Setting Up SPF and DKIM Security So Customers Receive Your Emails

By Taylor Odgers

Booking ManagementBooking Management

DKIM & SPF Secure

In order to protect users, email providers continue to increase security in their email filters, meaning your company’s emails needs extra levels of security (SPF and DKIM) to pass these filters and make it to your customers’ inboxes. By default, Checkfront sends emails from our own domain, bookings.checkfront.com, which has been carefully verified and secured by our team. However, many clients choose to use their own domain when sending email, to further their brand, which means they need the added security.

If you are sending Checkfront email from your own domain, you are required to set up something called SPF and DKIM records. Setting up your SPF and DKIM records ensure the recipients of your emails that it really is coming from you and not an imposter, and makes it easy for recipients to tell if anyone does try to impersonate you. Without the extra levels of security, your emails have a greater chance of getting sent to the spam folder or not reaching the recipient at all.

Checkfront requires these two levels of security on the emails your company sends out because, without it, email providers (such as your customer’s Gmail account or Yahoo! account) look at the email suspiciously and make the decision based on their individual protocols on whether it’s safe to deliver or not, which can greatly hurt your delivery and open rates.

Beyond not having your emails delivered to your customer’s inbox, it also has a bad PR effect as your company’s email looks untrustworthy.

Email accounts come set up with filters regarding senders, domains, IP addresses, and keywords to look for the emails it receives.

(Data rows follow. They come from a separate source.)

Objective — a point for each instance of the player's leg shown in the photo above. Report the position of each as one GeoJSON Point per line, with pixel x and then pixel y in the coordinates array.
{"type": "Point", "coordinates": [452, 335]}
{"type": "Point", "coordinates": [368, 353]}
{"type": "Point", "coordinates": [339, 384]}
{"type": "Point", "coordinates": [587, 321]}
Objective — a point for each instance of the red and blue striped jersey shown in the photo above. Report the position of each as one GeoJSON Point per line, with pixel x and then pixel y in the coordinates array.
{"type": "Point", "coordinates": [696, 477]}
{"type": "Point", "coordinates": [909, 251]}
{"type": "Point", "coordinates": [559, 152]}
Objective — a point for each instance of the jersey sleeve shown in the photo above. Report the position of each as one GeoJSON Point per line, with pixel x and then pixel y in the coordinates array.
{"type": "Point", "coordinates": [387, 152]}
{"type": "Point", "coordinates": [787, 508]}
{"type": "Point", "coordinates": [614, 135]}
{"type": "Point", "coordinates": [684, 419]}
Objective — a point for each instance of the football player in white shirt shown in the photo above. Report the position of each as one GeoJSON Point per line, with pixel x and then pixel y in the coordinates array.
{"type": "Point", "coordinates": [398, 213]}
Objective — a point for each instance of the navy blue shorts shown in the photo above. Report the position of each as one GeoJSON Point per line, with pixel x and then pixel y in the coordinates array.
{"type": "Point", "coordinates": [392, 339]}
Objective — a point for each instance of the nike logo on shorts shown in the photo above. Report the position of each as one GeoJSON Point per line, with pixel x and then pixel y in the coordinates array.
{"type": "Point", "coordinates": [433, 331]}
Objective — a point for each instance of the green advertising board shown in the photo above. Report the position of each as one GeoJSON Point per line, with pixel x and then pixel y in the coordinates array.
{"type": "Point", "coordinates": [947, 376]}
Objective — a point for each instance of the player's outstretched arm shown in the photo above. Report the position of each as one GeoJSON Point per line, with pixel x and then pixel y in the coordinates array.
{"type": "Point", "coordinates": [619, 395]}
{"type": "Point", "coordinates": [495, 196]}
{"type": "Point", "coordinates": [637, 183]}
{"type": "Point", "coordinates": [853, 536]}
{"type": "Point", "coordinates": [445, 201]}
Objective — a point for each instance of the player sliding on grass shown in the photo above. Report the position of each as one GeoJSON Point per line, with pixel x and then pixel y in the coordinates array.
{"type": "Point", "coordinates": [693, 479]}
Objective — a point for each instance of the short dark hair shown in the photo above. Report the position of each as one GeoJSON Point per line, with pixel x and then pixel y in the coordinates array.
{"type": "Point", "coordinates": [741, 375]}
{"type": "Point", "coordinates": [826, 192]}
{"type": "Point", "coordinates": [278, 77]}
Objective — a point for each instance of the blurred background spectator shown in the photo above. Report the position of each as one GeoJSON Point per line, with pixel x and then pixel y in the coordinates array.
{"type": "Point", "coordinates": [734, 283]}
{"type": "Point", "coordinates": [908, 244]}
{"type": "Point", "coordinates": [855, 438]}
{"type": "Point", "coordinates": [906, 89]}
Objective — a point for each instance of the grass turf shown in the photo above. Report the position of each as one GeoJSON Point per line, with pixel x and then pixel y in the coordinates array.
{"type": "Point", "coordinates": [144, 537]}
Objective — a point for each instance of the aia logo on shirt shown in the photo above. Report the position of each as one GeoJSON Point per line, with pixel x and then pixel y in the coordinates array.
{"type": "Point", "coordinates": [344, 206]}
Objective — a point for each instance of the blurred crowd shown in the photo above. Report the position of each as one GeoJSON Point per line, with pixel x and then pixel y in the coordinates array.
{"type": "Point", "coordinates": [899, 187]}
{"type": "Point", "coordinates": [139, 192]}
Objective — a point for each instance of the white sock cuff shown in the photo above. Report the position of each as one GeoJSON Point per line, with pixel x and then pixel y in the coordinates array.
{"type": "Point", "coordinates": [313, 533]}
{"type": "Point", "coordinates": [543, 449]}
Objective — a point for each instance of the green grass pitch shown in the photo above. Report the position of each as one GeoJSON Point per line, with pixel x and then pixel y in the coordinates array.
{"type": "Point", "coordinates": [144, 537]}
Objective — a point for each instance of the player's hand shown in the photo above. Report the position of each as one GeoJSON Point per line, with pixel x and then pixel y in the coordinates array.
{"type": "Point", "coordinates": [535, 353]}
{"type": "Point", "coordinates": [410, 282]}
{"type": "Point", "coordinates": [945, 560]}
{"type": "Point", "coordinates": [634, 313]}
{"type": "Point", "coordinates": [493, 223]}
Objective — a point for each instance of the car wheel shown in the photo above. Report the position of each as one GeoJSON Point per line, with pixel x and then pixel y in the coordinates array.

Emails from suspicious senders won’t be allowed through the spam filter.

SPF and DKIM are DNS TXT records that verify the origin and contents of the email are approved by you, to prevent email spoofing, phishing, and impersonation.  When a recipient receives your email, their email provider automatically pokes your domain provider for authenticity and authorization.

The SPF record tells the email provider that the email has to originate from a specified server address or it won’t get through the filter. The DKIM key tells the email provider that the email has to have a matching cryptographic signature in order to get through its filter.

You can get your SPF and DKIM records by managing your email add-ons in your Checkfront account. The values can then be copied and put into your DNS records (through your domain provider). This verifies that you own the domain and that you have approved Checkfront to send emails on your behalf.

Manage -> Add-ons -> Email -> Add-on Setup

See Email Notifications

If you’re not super familiar with terms like DNS, SPF, and DKIM, your domain provider will have supporting documents on How To Add TXT Records that will explain where the values need to be entered in the backend. If you have trouble understand the supporting documents, contact your domain provider’s support.